Nothilfe als Todesfalle
Von Jörg Tiedjen
Der Kampf ums Überleben wird in Gaza immer verzweifelter. Am Mittwoch morgen eröffneten israelische Soldaten im Zentrum des Küstenstreifens das Feuer, als dort Tausende Menschen an einer Ausgabestelle für Lebensmittel zusammengeströmt waren, wie dpa unter Berufung auf lokale Behörden berichtete. Dabei seien elf Personen getötet und mehr als hundert verletzt worden. 19 Todesopfer habe es zudem bei drei weiteren Luftangriffen gegeben.
Erneut verurteilte die UNO die Attacken auf die ausgezehrte Bevölkerung Gazas. Farhan Haq, stellvertretender Sprecher von UN-Generalsekretär António Guterres, erklärte am Mittwoch morgen auf seiner täglichen Pressekonferenz in Genf, dass »die Tötung und Verwundung von Zivilisten im südlichen Gazastreifen auf der Suche nach Nahrung inakzeptabel« sei. Er bezog sich auf ein Massaker an Hungernden in Khan Junis am Vortag mit mehr als 70 Toten.
Am Dienstag hatten Ärzte des Nasser-Krankenhauses in Gaza in einer Pressemitteilung schwere Vorwürfe gegen die Armee erhoben, wie Palestine Chronicle schrieb. Sie sprachen davon, dass Israel die Lebensmittelausgaben als »Köder für die hungernden Einwohner« nutze, um sie »zu töten und zu verstümmeln«. Dabei würden offensichtlich auch Panzer eingesetzt, wie Verletzungen belegten. Das Nasser-Krankenhaus ist die letzte funktionierende große Klinik im Süden des Küstenstreifens. Allerdings seien Notfallvorräte wie Blutkonserven aufgebraucht.
In Gaza bleibe nur noch die Wahl »zwischen Demütigung und Tod«, schrieb am Dienstag von dort die Journalistin Malak Hidschasi auf Electronic Intifada. Angesichts dieser Situation haben Mitglieder der »Jüdischen Stimme für Frieden« am Mittwoch in der US-Metropole Chicago einen unbefristeten Hungerstreik begonnen. Sie verlangen eine sofortige Waffenruhe, ein Ende der Blockade sowie einen Stopp aller US-Hilfen für das israelische Völkermordregime.

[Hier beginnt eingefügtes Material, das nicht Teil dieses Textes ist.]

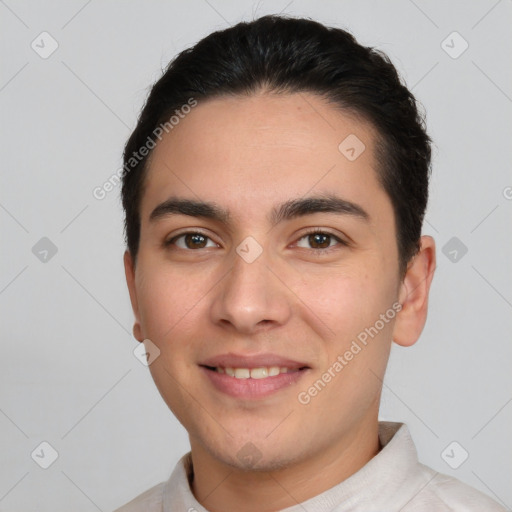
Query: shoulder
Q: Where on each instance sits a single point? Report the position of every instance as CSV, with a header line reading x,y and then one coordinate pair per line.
x,y
450,494
148,501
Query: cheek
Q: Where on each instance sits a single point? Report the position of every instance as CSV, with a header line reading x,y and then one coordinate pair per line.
x,y
168,301
346,301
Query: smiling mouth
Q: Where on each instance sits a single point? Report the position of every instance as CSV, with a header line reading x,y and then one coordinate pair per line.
x,y
262,372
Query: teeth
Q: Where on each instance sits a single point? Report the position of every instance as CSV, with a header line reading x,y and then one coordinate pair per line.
x,y
254,373
242,373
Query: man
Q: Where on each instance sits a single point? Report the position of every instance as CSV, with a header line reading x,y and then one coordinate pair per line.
x,y
274,191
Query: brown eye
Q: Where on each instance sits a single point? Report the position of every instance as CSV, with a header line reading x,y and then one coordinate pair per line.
x,y
320,241
191,241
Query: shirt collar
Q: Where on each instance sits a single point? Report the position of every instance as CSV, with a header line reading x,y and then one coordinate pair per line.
x,y
376,482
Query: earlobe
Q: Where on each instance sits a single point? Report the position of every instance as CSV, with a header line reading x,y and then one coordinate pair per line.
x,y
413,295
129,271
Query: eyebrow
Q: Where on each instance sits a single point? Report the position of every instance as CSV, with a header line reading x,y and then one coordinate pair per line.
x,y
294,208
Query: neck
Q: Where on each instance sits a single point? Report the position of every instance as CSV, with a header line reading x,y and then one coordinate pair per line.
x,y
219,487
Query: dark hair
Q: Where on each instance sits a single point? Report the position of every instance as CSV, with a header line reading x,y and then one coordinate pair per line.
x,y
286,55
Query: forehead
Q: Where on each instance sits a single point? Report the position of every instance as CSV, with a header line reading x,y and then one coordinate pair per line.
x,y
249,152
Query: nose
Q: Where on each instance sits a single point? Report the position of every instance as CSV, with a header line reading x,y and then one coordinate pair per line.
x,y
252,297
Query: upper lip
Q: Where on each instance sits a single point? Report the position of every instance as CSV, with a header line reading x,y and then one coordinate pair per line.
x,y
231,360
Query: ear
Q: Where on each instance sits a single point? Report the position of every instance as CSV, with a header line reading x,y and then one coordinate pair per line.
x,y
413,295
129,271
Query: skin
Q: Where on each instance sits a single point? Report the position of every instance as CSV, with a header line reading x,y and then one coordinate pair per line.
x,y
248,154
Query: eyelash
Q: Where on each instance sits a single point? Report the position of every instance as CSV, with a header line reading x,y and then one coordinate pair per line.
x,y
310,232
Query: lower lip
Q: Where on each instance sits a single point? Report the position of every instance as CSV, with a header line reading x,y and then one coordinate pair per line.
x,y
252,388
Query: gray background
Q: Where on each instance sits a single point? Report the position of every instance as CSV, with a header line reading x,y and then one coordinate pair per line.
x,y
68,375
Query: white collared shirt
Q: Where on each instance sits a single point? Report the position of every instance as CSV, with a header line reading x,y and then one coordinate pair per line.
x,y
392,481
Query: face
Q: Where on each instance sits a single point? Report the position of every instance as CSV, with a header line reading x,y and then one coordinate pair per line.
x,y
284,272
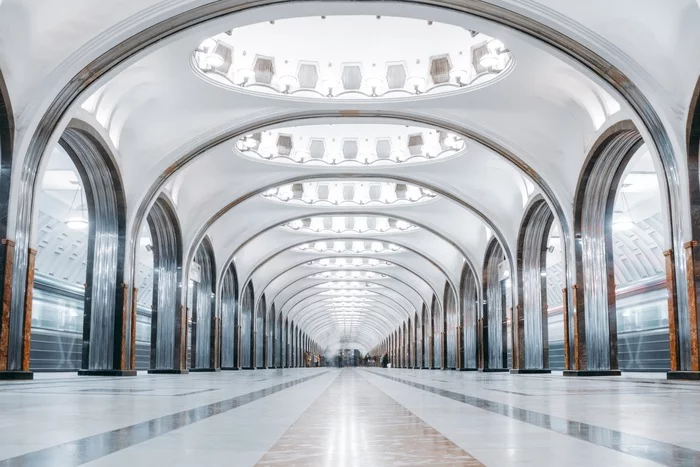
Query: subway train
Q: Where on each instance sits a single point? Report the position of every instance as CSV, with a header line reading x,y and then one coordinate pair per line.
x,y
57,327
643,341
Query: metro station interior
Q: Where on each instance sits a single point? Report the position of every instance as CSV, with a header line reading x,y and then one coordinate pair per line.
x,y
377,233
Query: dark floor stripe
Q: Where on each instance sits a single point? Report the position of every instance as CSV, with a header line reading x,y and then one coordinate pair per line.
x,y
637,446
84,450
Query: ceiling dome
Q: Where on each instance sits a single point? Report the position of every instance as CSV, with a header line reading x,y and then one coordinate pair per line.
x,y
353,144
351,57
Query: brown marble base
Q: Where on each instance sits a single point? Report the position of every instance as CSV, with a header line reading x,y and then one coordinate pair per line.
x,y
15,375
687,375
106,372
592,373
168,372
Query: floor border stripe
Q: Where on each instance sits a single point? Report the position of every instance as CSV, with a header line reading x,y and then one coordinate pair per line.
x,y
627,443
84,450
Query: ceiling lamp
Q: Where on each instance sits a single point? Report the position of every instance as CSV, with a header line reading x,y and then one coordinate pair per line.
x,y
214,60
416,84
289,82
76,223
461,77
493,60
244,76
76,219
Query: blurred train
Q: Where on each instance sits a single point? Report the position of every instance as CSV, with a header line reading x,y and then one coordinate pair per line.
x,y
642,328
57,327
57,323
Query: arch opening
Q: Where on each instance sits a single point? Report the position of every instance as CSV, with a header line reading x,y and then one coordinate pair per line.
x,y
202,302
620,236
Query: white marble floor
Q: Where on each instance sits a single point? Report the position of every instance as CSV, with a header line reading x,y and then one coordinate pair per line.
x,y
247,417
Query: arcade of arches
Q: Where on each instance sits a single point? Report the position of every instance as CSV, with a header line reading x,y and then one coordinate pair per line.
x,y
505,189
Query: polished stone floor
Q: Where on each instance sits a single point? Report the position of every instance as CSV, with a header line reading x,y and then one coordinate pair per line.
x,y
350,417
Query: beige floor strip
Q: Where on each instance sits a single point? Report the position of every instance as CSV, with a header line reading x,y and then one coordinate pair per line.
x,y
353,423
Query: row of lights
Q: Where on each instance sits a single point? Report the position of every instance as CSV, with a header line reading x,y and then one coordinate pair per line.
x,y
494,61
357,247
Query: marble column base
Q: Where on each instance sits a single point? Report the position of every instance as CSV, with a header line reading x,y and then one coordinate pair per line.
x,y
687,375
15,375
592,373
106,372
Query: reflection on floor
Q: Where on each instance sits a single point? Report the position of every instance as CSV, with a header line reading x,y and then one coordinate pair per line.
x,y
354,423
350,417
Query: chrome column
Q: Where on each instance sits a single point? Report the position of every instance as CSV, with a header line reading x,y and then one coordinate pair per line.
x,y
471,323
532,326
167,279
229,319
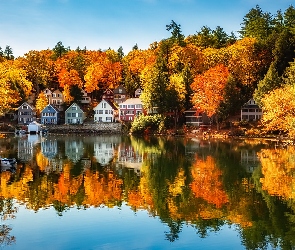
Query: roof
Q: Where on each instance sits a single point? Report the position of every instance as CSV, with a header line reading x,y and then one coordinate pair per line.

Auch in der besetzten Westbank ging die Armee am Mittwoch gegen Palästinenser vor und verhaftete laut WAFA mindestens 60 Menschen. Am frühen Morgen erschossen die Besatzungstruppen demnach in einem Dorf bei Bethlehem einen 22jährigen aus nächster Nähe, nachdem sie das Haus seiner Familie durchsucht hatten. Der Leichnam wurde mitgenommen und nicht den Angehörigen übergeben.